Utilizing Causal Graphs to reply causal questions | by Ryan O’Sullivan

Causal AI, exploring the mixing of causal reasoning into machine studying

This text offers a sensible introduction to the potential of causal graphs.

It’s aimed toward anybody who desires to know extra about:

What causal graphs are and the way they work
A labored case examine in Python illustrating the right way to construct causal graphs
How they examine to ML
The important thing challenges and future concerns

The total pocket book might be discovered right here:

Causal graphs assist us disentangle causes from correlations. They’re a key a part of the causal inference/causal ML/causal AI toolbox and can be utilized to reply causal questions.

Also known as a DAG (directed acyclic graph), a causal graph comprises nodes and edges — Edges hyperlink nodes which might be causally associated.

There are two methods to find out a causal graph:

Professional area data
Causal discovery algorithms

For now, we are going to assume we have now skilled area data to find out the causal graph (we are going to cowl causal discovery algorithms additional down the road).

The target of ML is to categorise or predict as precisely as attainable given some coaching knowledge. There isn’t any incentive for an ML algorithm to make sure the options it makes use of are causally linked to the goal. There isn’t any assure that the route (constructive/detrimental impact) and power of every characteristic will align with the true knowledge producing course of. ML gained’t keep in mind the next conditions:

Spurious correlations — Two variables having a spurious correlation after they have a standard trigger e.g. Excessive temperatures growing the variety of ice cream gross sales and shark assaults.
Confounders — A variable is affecting your therapy and consequence e.g. Demand affecting how a lot we spend on advertising and marketing and what number of new clients enroll.
Colliders — A variable that’s affected by two impartial variables e.g. High quality of buyer care -> Consumer satisfaction <- Dimension of firm
Mediators — Two variables being (not directly) linked by way of a mediator e.g. Common train -> Cardiovascular health (the mediator) -> Total well being

Due to these complexities and the black-box nature of ML, we are able to’t be assured in its potential to reply causal questions.
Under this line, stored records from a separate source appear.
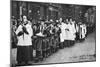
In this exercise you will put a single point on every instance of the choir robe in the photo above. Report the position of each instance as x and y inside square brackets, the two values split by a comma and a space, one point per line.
[24, 49]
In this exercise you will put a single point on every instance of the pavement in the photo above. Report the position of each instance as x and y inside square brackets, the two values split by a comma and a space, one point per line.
[80, 52]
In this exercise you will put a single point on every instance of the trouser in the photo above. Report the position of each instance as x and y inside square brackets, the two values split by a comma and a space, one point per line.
[61, 45]
[24, 54]
[72, 42]
[67, 43]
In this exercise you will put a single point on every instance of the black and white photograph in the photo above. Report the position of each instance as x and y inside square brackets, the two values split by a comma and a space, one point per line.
[44, 33]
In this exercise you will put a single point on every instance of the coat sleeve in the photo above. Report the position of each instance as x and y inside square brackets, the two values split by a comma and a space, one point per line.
[18, 30]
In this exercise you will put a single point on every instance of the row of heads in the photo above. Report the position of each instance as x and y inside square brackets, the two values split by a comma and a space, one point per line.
[60, 20]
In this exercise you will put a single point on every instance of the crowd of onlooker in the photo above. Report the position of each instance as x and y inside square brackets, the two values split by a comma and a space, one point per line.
[36, 41]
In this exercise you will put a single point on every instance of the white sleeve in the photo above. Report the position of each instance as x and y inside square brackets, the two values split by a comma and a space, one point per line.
[30, 31]
[18, 29]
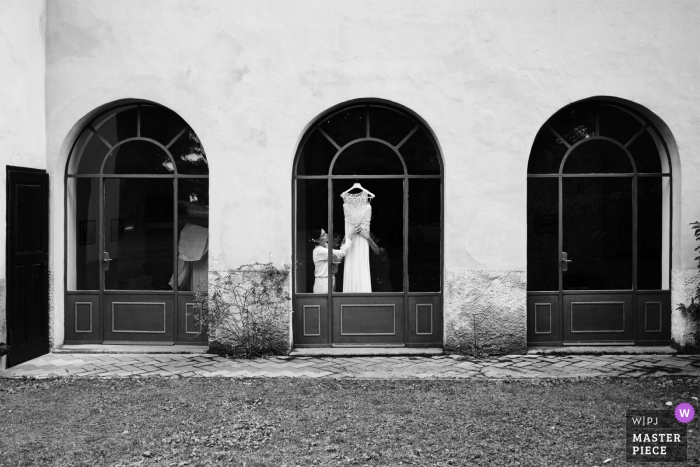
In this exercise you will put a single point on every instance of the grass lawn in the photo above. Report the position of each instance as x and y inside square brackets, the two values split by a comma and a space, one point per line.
[198, 421]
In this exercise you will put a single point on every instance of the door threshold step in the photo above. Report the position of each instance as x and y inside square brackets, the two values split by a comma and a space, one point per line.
[367, 352]
[131, 348]
[603, 350]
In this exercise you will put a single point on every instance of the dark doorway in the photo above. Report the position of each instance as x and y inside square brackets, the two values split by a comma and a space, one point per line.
[27, 264]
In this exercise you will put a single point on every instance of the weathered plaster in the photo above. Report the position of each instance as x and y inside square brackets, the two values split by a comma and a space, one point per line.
[496, 299]
[22, 104]
[684, 283]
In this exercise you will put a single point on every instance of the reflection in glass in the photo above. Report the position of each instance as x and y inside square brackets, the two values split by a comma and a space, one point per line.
[347, 125]
[193, 234]
[649, 233]
[82, 229]
[389, 125]
[420, 155]
[368, 158]
[138, 233]
[424, 235]
[645, 154]
[386, 228]
[547, 153]
[189, 155]
[316, 155]
[138, 157]
[542, 234]
[597, 156]
[618, 124]
[598, 233]
[312, 214]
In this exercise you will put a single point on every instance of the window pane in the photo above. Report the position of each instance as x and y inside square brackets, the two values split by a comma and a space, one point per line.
[575, 122]
[189, 155]
[347, 125]
[138, 157]
[312, 216]
[617, 124]
[547, 153]
[542, 234]
[119, 125]
[389, 125]
[649, 233]
[378, 262]
[316, 155]
[598, 233]
[93, 154]
[138, 219]
[597, 156]
[368, 158]
[645, 154]
[420, 155]
[82, 228]
[160, 124]
[193, 234]
[424, 235]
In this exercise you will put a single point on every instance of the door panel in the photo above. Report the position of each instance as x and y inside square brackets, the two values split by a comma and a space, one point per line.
[27, 265]
[598, 317]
Given a identified causal graph and noticed knowledge, we are able to prepare a structural causal mannequin (SCM). An SCM might be regarded as a sequence of causal fashions, one per node. Every mannequin makes use of one node as a goal, and its direct mother and father as options. If the relationships in our noticed knowledge are linear, an SCM will probably be a sequence of linear equations. This might be modelled by a sequence of linear regression fashions. If the relationships in our noticed knowledge are non-linear, this might be modelled with a sequence of boosted bushes.

The important thing distinction to conventional ML is that an SCM fashions causal relationships and accounts for spurious correlations, confounders, colliders and mediators.
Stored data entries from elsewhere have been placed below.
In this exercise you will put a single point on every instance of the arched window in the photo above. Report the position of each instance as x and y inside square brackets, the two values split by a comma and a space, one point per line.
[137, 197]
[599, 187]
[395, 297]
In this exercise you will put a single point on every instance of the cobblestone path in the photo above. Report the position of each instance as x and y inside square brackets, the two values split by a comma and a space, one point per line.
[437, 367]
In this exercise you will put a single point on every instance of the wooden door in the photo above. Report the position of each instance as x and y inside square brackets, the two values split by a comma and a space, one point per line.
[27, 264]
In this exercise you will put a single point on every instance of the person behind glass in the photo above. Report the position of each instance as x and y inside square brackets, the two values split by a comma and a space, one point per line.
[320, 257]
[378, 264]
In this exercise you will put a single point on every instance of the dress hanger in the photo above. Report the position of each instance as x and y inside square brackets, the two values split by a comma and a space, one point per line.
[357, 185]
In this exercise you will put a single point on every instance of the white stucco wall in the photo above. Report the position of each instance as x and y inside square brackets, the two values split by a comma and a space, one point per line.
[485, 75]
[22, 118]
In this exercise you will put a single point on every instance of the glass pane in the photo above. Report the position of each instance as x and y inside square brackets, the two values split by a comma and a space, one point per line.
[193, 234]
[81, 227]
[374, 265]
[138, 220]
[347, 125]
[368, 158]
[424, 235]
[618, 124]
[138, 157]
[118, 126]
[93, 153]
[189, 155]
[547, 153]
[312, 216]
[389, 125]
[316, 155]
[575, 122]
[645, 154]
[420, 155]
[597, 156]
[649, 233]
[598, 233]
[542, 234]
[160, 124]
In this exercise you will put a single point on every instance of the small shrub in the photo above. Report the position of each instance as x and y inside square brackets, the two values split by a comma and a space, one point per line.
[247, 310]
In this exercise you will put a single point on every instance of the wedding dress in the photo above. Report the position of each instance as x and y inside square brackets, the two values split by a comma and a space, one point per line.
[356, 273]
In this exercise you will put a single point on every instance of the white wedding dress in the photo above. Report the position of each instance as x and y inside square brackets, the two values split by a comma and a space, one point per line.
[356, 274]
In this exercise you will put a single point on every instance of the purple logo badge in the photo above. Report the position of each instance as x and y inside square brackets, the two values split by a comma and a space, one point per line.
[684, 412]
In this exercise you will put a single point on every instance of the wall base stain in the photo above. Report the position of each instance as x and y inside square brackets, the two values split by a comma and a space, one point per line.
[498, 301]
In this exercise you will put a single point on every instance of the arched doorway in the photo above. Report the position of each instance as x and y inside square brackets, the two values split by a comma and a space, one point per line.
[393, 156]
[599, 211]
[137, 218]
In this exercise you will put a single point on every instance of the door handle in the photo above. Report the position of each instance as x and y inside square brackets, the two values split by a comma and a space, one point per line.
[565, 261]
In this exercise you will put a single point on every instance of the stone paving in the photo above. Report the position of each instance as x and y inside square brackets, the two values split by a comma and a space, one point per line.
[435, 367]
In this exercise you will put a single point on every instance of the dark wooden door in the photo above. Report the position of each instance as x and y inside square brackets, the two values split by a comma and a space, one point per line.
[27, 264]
It is not uncommon to make use of an additive noise mannequin (ANM) for every non-root node (which means it has not less than one guardian). This permits us to make use of a spread of machine studying algorithms (plus a noise time period) to estimate every non-root node.

Y := f(X) + N

Root nodes can modelled utilizing a stochastic mannequin to explain the distribution.
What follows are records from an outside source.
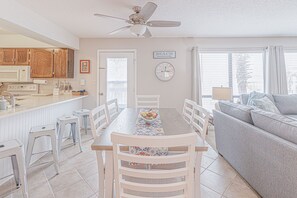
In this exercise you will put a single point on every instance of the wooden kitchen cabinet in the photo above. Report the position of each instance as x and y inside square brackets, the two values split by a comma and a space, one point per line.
[41, 62]
[7, 56]
[64, 63]
[19, 56]
[22, 56]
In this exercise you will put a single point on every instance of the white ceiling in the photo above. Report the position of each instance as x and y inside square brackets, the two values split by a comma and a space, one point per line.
[199, 18]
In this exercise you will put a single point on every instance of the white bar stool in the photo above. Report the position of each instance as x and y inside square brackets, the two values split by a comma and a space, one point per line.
[83, 114]
[41, 131]
[75, 130]
[14, 150]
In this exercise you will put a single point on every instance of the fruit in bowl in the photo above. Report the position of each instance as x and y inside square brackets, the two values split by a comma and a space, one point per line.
[148, 116]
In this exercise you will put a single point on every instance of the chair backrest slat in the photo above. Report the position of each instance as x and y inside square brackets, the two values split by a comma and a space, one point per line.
[200, 120]
[112, 108]
[98, 119]
[177, 179]
[156, 174]
[148, 101]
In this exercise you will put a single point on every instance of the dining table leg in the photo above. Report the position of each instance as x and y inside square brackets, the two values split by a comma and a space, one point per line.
[101, 173]
[197, 174]
[109, 174]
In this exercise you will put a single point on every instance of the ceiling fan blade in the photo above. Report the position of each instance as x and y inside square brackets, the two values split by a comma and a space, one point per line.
[163, 23]
[119, 30]
[113, 17]
[147, 33]
[148, 10]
An SCM might be seen as a generative mannequin as can to generate new samples of knowledge — This permits it to reply a spread of causal questions. It generates new knowledge by sampling from the basis nodes after which propagating knowledge by way of the graph.

The worth of an SCM is that it permits us to reply causal questions by calculating counterfactuals and simulating interventions:

Counterfactuals: Utilizing traditionally noticed knowledge to calculate what would have occurred to y if we had modified x. e.g. What would have occurred to the variety of clients churning if we had diminished name ready time by 20% final month?
Interventions: Similar to counterfactuals (and infrequently used interchangeably) however interventions simulate what what would occur sooner or later e.g. What is going to occur to the variety of clients churning if we cut back name ready time by 20% subsequent 12 months?

There are a number of KPIs that the customer support staff displays. Considered one of these is name ready occasions. Growing the variety of name centre employees will lower name ready occasions.

However how will lowering name ready time affect buyer churn ranges? And can this offset the price of extra name centre employees?

The Information Science staff is requested to construct and consider the enterprise case.

The inhabitants of curiosity is clients who make an inbound name. The next time-series knowledge is collected each day:

On this instance, we use time-series knowledge however causal graphs also can work with customer-level knowledge.

On this instance, we use skilled area data to find out the causal graph.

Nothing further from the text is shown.